Os medicamentos têm como princípio ativo a liraglutida, substância que imita a ação do hormônio GLP-1, utilizado para retardar o esvaziamento gástrico e estimular a produção de insulina. Esses efeitos contribuem para o aumento da saciedade, redução do apetite e controle da glicemia.
Produção nacional ocorre após queda de patentes
Até então, a liraglutida era comercializada no país apenas por meio dos medicamentos de referência Saxenda e Victoza, da farmacêutica dinamarquesa Novo Nordisk. A produção nacional se tornou possível após a expiração das patentes desses produtos em 2023.
A EMS lançou dois medicamentos: o Olire, indicado para controle da obesidade com dose diária de 3 mg, e o Lirux, voltado ao tratamento de diabetes tipo 2, com dose de 1,8 mg. Diferentemente de outras substâncias análogas do GLP-1, como a semaglutida e a tirzepatida, que são de uso semanal, a liraglutida exige aplicação diária.

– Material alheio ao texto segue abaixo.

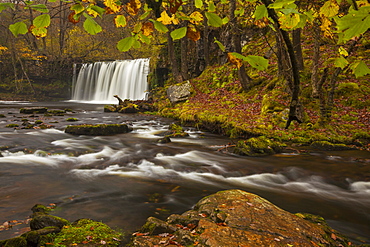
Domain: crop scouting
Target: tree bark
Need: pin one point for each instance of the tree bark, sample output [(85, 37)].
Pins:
[(315, 63), (294, 103), (298, 48), (174, 64), (244, 79)]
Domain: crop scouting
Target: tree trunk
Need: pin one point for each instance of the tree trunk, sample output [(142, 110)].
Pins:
[(184, 58), (298, 48), (173, 60), (245, 80), (294, 103), (315, 63)]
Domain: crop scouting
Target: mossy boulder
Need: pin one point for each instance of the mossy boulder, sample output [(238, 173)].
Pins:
[(236, 218), (258, 146), (328, 146), (97, 130)]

Segundo a empresa, os preços sugeridos variam de R$ 307,26 para a embalagem com uma caneta, R$ 507,07 para o Lirux com duas unidades e R$ 760,61 para o Olire com três. Clientes cadastrados no programa de fidelidade da EMS terão acesso a descontos de até 10%.

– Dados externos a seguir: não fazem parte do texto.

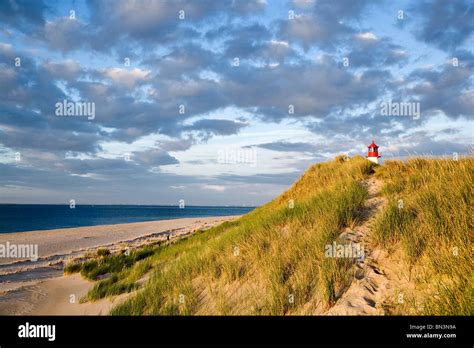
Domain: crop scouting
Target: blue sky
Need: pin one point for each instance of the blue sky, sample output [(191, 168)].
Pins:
[(183, 121)]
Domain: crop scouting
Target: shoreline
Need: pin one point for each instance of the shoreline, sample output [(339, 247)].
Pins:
[(41, 288)]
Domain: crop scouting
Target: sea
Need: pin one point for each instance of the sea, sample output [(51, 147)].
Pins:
[(29, 217)]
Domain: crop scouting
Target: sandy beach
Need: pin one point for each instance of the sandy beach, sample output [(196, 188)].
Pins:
[(41, 288)]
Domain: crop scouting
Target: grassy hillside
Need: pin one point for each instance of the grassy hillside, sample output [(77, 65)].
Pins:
[(430, 218), (271, 261)]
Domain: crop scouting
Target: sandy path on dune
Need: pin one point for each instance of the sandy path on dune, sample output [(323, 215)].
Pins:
[(372, 281)]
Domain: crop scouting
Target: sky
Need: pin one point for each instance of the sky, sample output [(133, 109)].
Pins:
[(222, 102)]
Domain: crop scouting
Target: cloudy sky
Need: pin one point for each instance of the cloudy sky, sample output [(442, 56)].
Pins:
[(222, 102)]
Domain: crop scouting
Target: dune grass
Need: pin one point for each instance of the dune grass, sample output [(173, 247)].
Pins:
[(430, 217), (269, 262)]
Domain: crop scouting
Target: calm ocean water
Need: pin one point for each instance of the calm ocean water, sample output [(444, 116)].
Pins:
[(28, 217)]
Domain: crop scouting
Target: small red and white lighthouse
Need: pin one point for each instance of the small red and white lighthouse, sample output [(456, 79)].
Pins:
[(373, 154)]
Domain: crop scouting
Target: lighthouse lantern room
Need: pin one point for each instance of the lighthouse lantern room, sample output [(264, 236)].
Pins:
[(373, 153)]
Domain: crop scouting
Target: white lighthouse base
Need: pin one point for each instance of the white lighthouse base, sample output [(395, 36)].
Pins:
[(373, 159)]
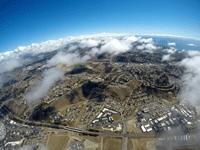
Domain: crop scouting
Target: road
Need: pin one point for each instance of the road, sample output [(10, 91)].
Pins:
[(125, 139)]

Diferença de preço com medicamentos de referência é pequena
A farmacêutica estimava que os produtos nacionais chegassem ao mercado com valores entre 10% e 20% mais baixos que os medicamentos de referência. No entanto, levantamento feito pelo Estadão nesta sexta-feira (1), mostrou que Saxenda e Victoza estão sendo vendidos com descontos superiores a 30%, o que deixa os preços dos produtos concorrentes próximos.
Inicialmente, a distribuição das canetas será feita nas regiões Sul e Sudeste. A EMS informou que os produtos estarão disponíveis nas redes Raia, Drogasil, Drogaria São Paulo e Pacheco.
“Os produtos já estão nos centros de distribuição dessas redes e estarão disponíveis para venda nos sites e em parte das lojas físicas do Sul e Sudeste do País, com expansão gradual para as demais regiões ao longo das próximas semanas”, comunicou a empresa. A estimativa é de que 250 mil unidades de Olire e Lirux estejam disponíveis no varejo até o fim de 2025.
Produção envolve investimento bilionário e nova fábrica
A EMS investiu mais de R$ 1 bilhão para viabilizar a produção dos medicamentos no Brasil. A empresa inaugurou em 2024 a primeira fábrica nacional de peptídeos, componente essencial para a fabricação das canetas.
A planta industrial está localizada em Hortolândia, no interior de São Paulo, e tem capacidade inicial de produção de 20 milhões de canetas por ano. A estrutura pode ser ampliada para até 40 milhões de unidades anuais.
A farmacêutica informou ainda que se prepara para lançar a versão nacional da semaglutida, princípio ativo dos medicamentos Ozempic e Wegovy, também da Novo Nordisk. A previsão é de que o novo produto seja lançado em 2026, após a expiração da patente no Brasil.